I’m no longer the youngest person in a given group, which is seriously distressing. What do you mean they were born in the 90’s? I’m sorry, they’ve got to. No, no, we’re not going to kill them, just don’t invite them next time. Geez.
And then all of the indicators of aging came crashing down.
I was working on my make-up the other day and all of the sudden, there it was. Saluting me like it had just received an electrical jolt. Not a jolt you might get from an outlet, more like a Jurassic-Park-keep-the-dinosaurs-out jolt. The nefarious villain, the thing of nightmares. A dark hair. WTH? After a stiff shot of Pepsi and a cigarette (a mental cigarette) I realized what needed to be done. I grabbed the tweezers and closed my eyes. And then, just like that, I let out a deep breath and it floated away. That was easy. No, no, that was just part of my blush brush. Oh, for the love. Falling to my knees I cried, “I’m not ready!” Thank you, sweet, merciful God of old age. I suppose this means I need to prepare better. Mix me up some warm water and lemon or something. That’s a thing, right? Or does that just aid in digestion…
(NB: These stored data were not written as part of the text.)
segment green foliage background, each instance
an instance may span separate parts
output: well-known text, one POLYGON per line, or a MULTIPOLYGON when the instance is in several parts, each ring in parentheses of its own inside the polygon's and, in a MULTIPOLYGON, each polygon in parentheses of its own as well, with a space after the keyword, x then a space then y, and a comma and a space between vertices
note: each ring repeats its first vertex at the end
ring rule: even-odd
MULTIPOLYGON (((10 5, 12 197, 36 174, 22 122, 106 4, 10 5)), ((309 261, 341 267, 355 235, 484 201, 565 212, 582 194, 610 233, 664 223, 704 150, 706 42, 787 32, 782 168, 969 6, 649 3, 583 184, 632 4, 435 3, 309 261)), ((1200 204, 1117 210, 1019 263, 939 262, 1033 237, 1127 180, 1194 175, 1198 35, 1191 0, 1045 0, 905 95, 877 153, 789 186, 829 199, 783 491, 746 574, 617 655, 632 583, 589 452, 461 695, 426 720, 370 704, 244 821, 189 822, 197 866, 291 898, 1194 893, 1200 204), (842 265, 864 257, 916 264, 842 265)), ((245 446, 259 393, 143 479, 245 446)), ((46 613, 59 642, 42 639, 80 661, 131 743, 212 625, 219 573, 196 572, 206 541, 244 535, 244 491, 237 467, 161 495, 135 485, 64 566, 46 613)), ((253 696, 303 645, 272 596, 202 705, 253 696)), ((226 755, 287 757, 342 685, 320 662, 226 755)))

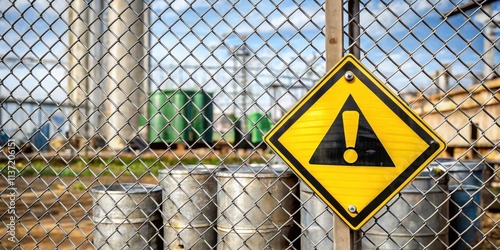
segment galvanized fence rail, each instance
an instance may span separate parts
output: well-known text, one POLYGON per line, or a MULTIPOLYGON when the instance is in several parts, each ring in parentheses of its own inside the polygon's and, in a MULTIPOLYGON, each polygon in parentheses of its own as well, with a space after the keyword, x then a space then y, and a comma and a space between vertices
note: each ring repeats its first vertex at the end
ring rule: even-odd
MULTIPOLYGON (((1 248, 332 249, 262 139, 327 70, 325 1, 0 3, 1 248)), ((344 1, 344 53, 448 143, 363 249, 500 248, 499 10, 344 1)))

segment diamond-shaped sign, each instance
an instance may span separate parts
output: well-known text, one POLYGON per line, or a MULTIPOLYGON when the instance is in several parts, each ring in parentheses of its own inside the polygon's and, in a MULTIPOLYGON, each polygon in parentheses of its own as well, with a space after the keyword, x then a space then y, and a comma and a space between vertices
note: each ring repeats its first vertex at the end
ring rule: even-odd
POLYGON ((264 140, 354 230, 446 148, 352 55, 309 90, 264 140))

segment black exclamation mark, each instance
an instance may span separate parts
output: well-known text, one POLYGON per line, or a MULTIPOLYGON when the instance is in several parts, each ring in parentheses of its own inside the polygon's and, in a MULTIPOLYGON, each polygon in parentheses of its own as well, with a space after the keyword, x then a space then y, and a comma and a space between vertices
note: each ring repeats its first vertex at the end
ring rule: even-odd
POLYGON ((346 150, 344 151, 344 160, 353 164, 358 160, 358 153, 354 148, 358 137, 359 113, 354 110, 347 110, 342 113, 344 123, 344 138, 346 150))

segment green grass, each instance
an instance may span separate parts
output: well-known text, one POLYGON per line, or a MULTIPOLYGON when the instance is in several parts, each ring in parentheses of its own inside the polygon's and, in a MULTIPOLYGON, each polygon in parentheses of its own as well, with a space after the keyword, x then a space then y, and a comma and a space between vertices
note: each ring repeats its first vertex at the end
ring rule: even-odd
MULTIPOLYGON (((185 157, 181 159, 183 164, 198 164, 200 160, 196 157, 185 157)), ((204 164, 219 165, 221 160, 217 158, 207 158, 201 161, 204 164)), ((62 159, 46 161, 44 159, 35 159, 32 161, 16 160, 18 174, 21 176, 106 176, 106 175, 135 175, 140 176, 144 173, 158 175, 158 170, 166 166, 178 164, 176 159, 157 159, 157 158, 81 158, 71 162, 65 162, 62 159)), ((238 157, 227 158, 224 160, 226 165, 241 164, 238 157)), ((264 160, 251 160, 251 163, 264 163, 264 160)), ((8 175, 8 162, 0 161, 0 171, 3 175, 8 175)))
POLYGON ((85 187, 85 185, 83 185, 80 182, 77 182, 77 183, 73 184, 73 188, 76 189, 76 190, 79 190, 79 191, 85 191, 85 190, 87 190, 87 188, 85 187))

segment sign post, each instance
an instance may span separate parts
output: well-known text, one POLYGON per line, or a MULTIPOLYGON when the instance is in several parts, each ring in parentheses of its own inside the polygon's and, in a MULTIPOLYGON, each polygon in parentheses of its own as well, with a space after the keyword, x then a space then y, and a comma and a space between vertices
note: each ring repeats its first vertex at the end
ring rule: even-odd
MULTIPOLYGON (((340 19, 327 21, 327 44, 342 53, 342 29, 333 25, 342 27, 342 8, 334 7, 327 6, 327 16, 340 12, 340 19)), ((361 226, 446 148, 352 55, 338 61, 264 139, 335 212, 334 248, 342 250, 354 247, 361 226)))
MULTIPOLYGON (((326 71, 337 64, 344 55, 343 1, 325 1, 326 71)), ((333 214, 333 248, 351 249, 351 230, 337 214, 333 214)))

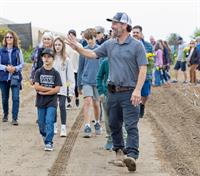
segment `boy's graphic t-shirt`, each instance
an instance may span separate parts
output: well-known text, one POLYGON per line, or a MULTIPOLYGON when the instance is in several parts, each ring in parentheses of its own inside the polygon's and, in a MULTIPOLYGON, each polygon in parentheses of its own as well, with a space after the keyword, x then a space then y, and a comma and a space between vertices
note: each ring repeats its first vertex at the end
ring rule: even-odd
MULTIPOLYGON (((44 67, 39 68, 35 73, 34 82, 39 83, 41 86, 50 88, 62 86, 60 74, 54 68, 51 70, 45 70, 44 67)), ((37 93, 36 106, 39 108, 57 107, 57 94, 41 95, 37 93)))

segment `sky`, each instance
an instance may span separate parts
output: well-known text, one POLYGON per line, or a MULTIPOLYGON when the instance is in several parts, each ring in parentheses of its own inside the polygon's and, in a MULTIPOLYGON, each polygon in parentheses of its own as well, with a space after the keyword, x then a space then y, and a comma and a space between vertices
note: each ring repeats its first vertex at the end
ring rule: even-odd
POLYGON ((64 34, 98 25, 109 30, 106 18, 116 12, 126 12, 133 26, 141 25, 146 40, 177 33, 189 41, 200 28, 200 0, 0 0, 0 17, 64 34))

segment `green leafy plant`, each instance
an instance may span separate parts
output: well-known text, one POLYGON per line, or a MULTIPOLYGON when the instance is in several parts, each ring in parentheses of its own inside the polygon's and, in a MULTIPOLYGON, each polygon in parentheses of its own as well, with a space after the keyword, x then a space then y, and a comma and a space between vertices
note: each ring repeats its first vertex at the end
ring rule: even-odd
POLYGON ((26 63, 31 63, 31 53, 33 51, 33 48, 30 46, 28 48, 28 50, 24 50, 22 48, 22 53, 23 53, 23 56, 24 56, 24 62, 26 63))
POLYGON ((198 37, 198 36, 200 36, 200 27, 199 27, 199 28, 196 28, 196 29, 194 30, 194 33, 193 33, 192 38, 196 38, 196 37, 198 37))
POLYGON ((167 42, 169 43, 169 45, 174 45, 176 46, 177 45, 177 38, 179 37, 180 35, 177 34, 177 33, 171 33, 168 37, 167 37, 167 42))

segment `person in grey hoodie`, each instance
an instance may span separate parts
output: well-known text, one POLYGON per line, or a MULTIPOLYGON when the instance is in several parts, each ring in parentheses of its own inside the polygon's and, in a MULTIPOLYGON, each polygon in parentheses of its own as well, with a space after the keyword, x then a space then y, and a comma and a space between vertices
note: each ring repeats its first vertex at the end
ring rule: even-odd
MULTIPOLYGON (((96 31, 93 28, 89 28, 84 32, 84 37, 88 43, 86 49, 94 50, 98 47, 96 44, 96 31)), ((94 118, 95 118, 95 133, 101 134, 100 126, 100 110, 99 110, 99 95, 97 91, 96 76, 99 70, 99 60, 91 60, 82 55, 79 58, 78 68, 78 90, 79 93, 83 93, 84 105, 83 105, 83 117, 84 117, 84 136, 85 138, 91 137, 92 130, 90 126, 91 117, 89 115, 89 109, 93 106, 94 118)))

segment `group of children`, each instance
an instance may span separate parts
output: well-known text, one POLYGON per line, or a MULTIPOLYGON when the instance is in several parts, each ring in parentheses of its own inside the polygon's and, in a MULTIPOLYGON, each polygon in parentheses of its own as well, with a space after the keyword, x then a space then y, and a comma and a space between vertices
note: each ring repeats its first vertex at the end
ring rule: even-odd
MULTIPOLYGON (((101 28, 99 30, 103 32, 101 28)), ((75 31, 73 30, 72 33, 70 31, 68 34, 76 37, 75 31)), ((88 28, 84 31, 84 40, 87 42, 86 48, 95 49, 98 47, 96 43, 96 36, 99 34, 100 33, 98 33, 94 28, 88 28)), ((74 65, 72 64, 73 60, 69 57, 72 56, 71 52, 72 49, 66 45, 64 38, 53 38, 51 32, 45 32, 42 36, 41 44, 35 48, 31 57, 33 64, 30 78, 31 84, 34 86, 37 92, 37 122, 40 134, 44 140, 44 149, 46 151, 53 150, 53 136, 57 133, 57 105, 59 105, 61 117, 60 136, 66 136, 66 99, 74 96, 74 88, 76 84, 76 88, 78 89, 77 93, 83 94, 84 98, 83 137, 90 138, 92 136, 92 128, 90 124, 92 120, 90 117, 91 106, 93 107, 95 118, 95 134, 101 134, 102 128, 100 124, 100 104, 102 104, 104 112, 103 114, 106 121, 106 131, 109 134, 105 148, 110 150, 112 148, 112 140, 109 132, 110 129, 108 126, 108 117, 106 116, 106 102, 102 99, 103 93, 100 90, 100 86, 97 85, 97 74, 104 58, 100 58, 98 60, 89 60, 80 55, 78 58, 78 66, 76 62, 76 74, 74 74, 74 65), (99 95, 101 101, 99 101, 99 95)), ((106 72, 108 76, 108 68, 106 72)), ((104 76, 101 78, 101 80, 100 77, 98 78, 99 84, 102 84, 103 81, 106 85, 106 80, 107 78, 104 78, 104 76)), ((103 91, 105 90, 106 88, 103 88, 103 91)), ((77 104, 77 99, 75 99, 75 102, 77 104)))

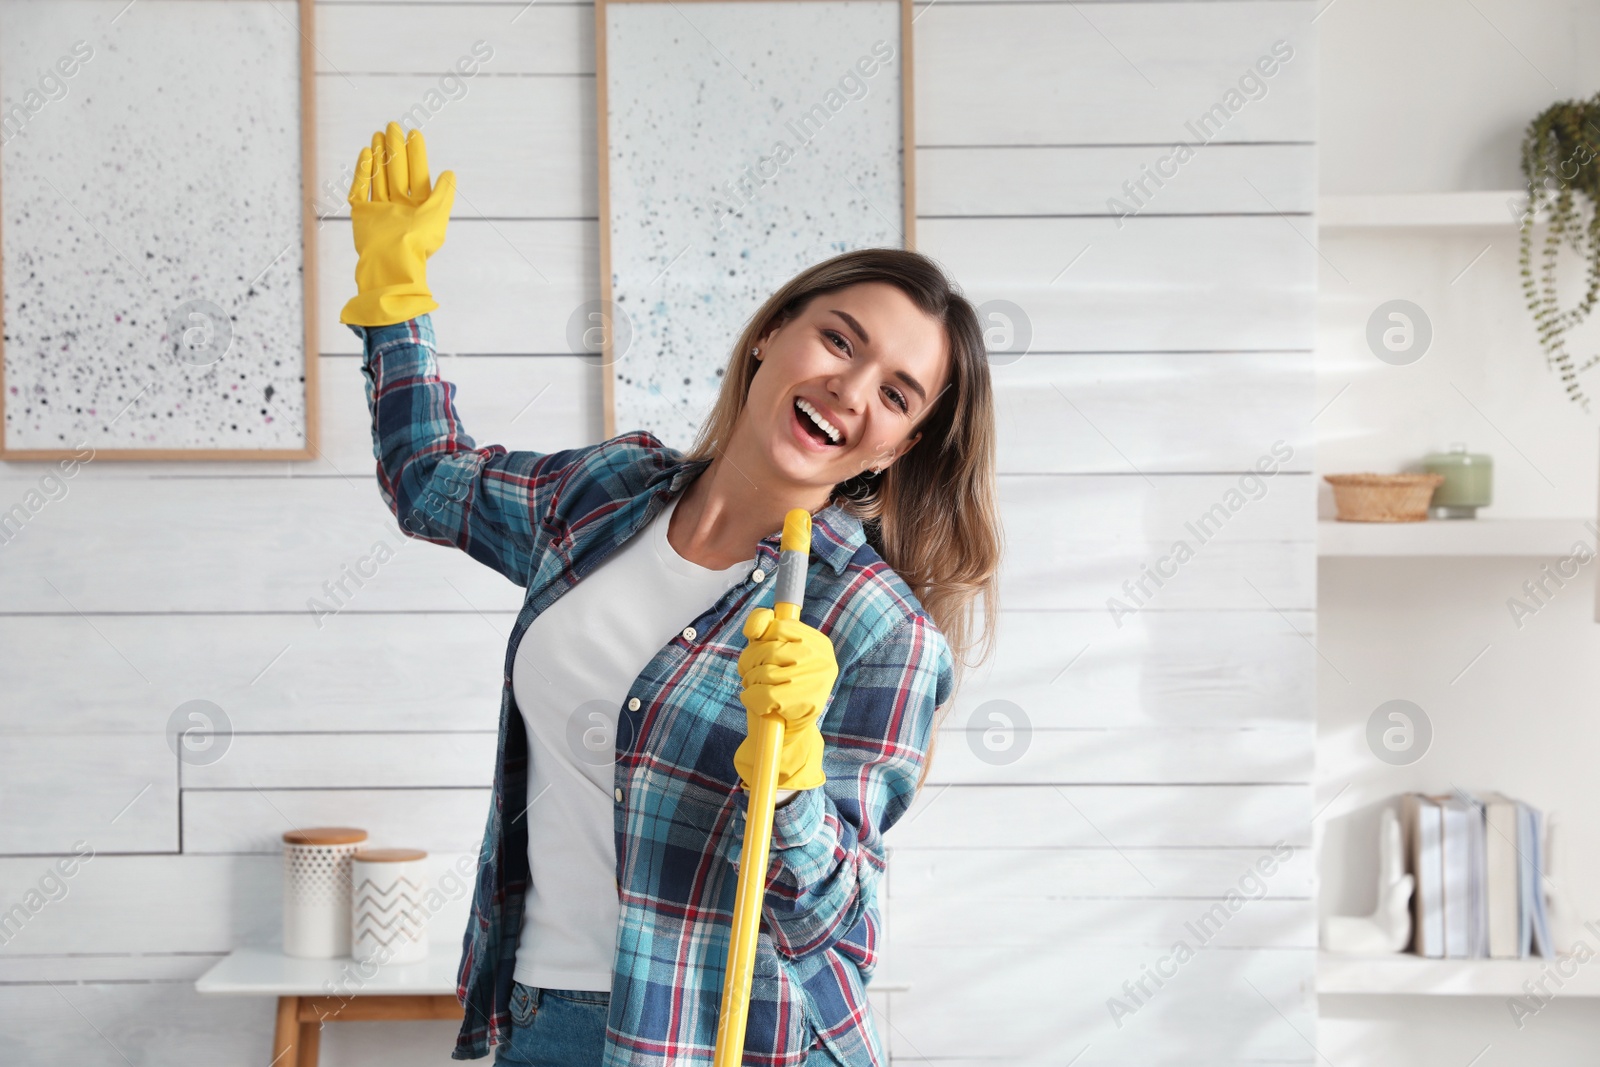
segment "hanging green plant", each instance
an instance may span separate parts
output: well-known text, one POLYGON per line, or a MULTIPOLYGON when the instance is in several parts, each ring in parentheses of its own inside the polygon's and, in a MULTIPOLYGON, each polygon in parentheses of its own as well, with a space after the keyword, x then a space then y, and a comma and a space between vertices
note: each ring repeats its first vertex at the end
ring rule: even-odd
POLYGON ((1590 356, 1574 367, 1567 351, 1567 333, 1581 323, 1600 297, 1600 93, 1589 100, 1552 104, 1528 124, 1522 139, 1522 175, 1528 181, 1528 204, 1522 214, 1519 263, 1522 291, 1545 362, 1560 375, 1567 399, 1589 409, 1578 375, 1600 363, 1590 356), (1581 205, 1574 193, 1582 193, 1581 205), (1585 219, 1587 212, 1587 219, 1585 219), (1549 222, 1540 255, 1539 277, 1533 275, 1533 224, 1549 222), (1589 265, 1587 291, 1575 307, 1561 311, 1556 299, 1557 260, 1562 241, 1589 265))

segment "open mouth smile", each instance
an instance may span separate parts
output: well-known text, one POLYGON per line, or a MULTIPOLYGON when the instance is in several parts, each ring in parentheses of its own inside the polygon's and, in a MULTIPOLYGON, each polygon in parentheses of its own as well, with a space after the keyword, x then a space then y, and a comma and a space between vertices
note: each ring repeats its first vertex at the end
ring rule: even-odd
POLYGON ((830 423, 810 401, 797 397, 789 410, 795 435, 808 447, 821 451, 844 444, 844 431, 830 423))

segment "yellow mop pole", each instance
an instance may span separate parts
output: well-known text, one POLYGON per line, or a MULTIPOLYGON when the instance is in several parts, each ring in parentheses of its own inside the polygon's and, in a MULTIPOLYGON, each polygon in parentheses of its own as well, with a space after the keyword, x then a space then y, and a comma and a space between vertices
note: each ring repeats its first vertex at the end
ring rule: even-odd
MULTIPOLYGON (((772 613, 798 619, 805 600, 806 564, 811 557, 811 513, 793 508, 783 519, 779 542, 777 591, 772 613)), ((744 1027, 750 1012, 750 980, 756 966, 756 934, 761 927, 761 902, 767 891, 767 854, 772 847, 772 811, 778 792, 778 759, 783 752, 783 717, 761 717, 757 738, 756 780, 745 805, 744 850, 739 861, 739 891, 733 904, 733 936, 728 942, 727 977, 722 984, 722 1010, 717 1017, 717 1051, 713 1067, 738 1067, 744 1059, 744 1027)))

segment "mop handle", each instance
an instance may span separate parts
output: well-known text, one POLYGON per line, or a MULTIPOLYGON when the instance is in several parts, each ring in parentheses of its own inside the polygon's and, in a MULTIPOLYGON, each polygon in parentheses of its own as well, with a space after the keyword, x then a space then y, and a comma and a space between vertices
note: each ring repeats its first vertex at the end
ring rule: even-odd
MULTIPOLYGON (((783 520, 778 577, 772 613, 798 619, 805 601, 806 564, 811 558, 811 513, 793 508, 783 520)), ((750 787, 740 853, 739 891, 733 904, 733 931, 728 941, 727 977, 722 984, 722 1010, 717 1016, 717 1050, 713 1067, 738 1067, 744 1059, 744 1028, 750 1012, 750 982, 755 973, 756 935, 766 895, 767 855, 772 847, 772 816, 778 792, 778 761, 783 754, 783 716, 761 717, 756 739, 756 780, 750 787)))

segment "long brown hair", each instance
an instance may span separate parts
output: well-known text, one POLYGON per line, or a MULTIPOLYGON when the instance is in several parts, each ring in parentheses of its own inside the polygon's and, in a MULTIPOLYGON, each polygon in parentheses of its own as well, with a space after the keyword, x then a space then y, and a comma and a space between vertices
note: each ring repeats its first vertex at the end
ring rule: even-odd
POLYGON ((745 325, 723 374, 722 389, 687 459, 709 459, 728 441, 760 362, 750 354, 770 330, 797 317, 824 293, 887 282, 944 327, 950 380, 922 417, 923 438, 876 478, 834 486, 833 502, 861 519, 868 542, 921 601, 950 645, 955 689, 928 741, 927 779, 940 723, 970 667, 994 651, 1002 534, 995 492, 994 398, 977 311, 938 264, 918 252, 861 248, 807 267, 767 298, 745 325), (982 597, 982 635, 974 632, 982 597), (982 649, 976 659, 975 649, 982 649))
In my road rage the other day I shouted at the car next to me. “Cool your jets!” I said. Cool your jets? Oh, Kasey.
Not to mention the highlight of each morning. That is, getting to the gym in time to watch Kelly and Michael during my cardio. I’ll just slip on my ipod in my armband, that way, everyone will think I’m listening to Beyonce or something (one of the girls in the youth group at church explained to me what “bae” meant) and not squealing with glee while watching the cast of Downton Abby wearing real clothes.
So there it is. Happy Friday and all that. The boys are napping so I still have some time to either finish a recent crochet project while listening to a book on tape or work on the Friday crossword. Hot dang, Rob’s a lucky man.